Published online by Cambridge University Press: 28 March 2008
INTRODUCTION
The character of the Yüan dynasty, through which the Mongol conquerors from Khubilai Khan onward ruled China, has been interpreted in many ways and at present is still much at issue among scholars. Nonetheless, one fact about it is unambiguous. Its ability to govern –to maintain order in society, to administer provincial and local government, and to collect taxes – was eroding well before the middle of the fourteenth century. Chu Yüan-chang (1328–1398), the founder of the Ming dynasty, was born into a family of desperately poor tenant farmers in the Huai River plain of modern Anhwei province on 21 October 1328. He never experienced the normal conditions of China's stable agrarian society until, as emperor forty years later, it fell to him to rule over the empire and to guide its rehabilitation.
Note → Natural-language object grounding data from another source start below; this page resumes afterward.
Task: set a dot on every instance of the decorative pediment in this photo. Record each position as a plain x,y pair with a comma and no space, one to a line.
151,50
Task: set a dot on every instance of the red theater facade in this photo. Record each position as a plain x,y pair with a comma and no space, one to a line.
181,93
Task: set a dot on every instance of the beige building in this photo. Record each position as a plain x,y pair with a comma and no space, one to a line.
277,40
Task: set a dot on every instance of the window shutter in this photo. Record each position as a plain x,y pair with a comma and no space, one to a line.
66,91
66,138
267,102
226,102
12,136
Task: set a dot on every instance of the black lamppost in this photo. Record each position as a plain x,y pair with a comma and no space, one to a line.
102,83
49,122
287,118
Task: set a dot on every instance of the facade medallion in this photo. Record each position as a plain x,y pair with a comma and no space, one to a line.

The Ming dynasty was spawned during a half-century of intensifying chaos, an age of breakdown in which throughout most of the country the conduct of daily life increasingly depended on direct recourse to violence. It provides a classic example of the gradual militarization of Chinese society and, because of that, of the struggle among potent rivals to succeed the Mongol regime by imposing, through military force, a successor regime that could claim the Mandate of Heaven. Despite the traditional Chinese penchant for subsuming this into the stylized pattern of breakdown and regeneration provided by their dynastic cycle theory, the way the Yüan dynasty disintegrated and the Ming dynasty emerged is by no means typical of the dynastic changes that punctuate imperial Chinese history.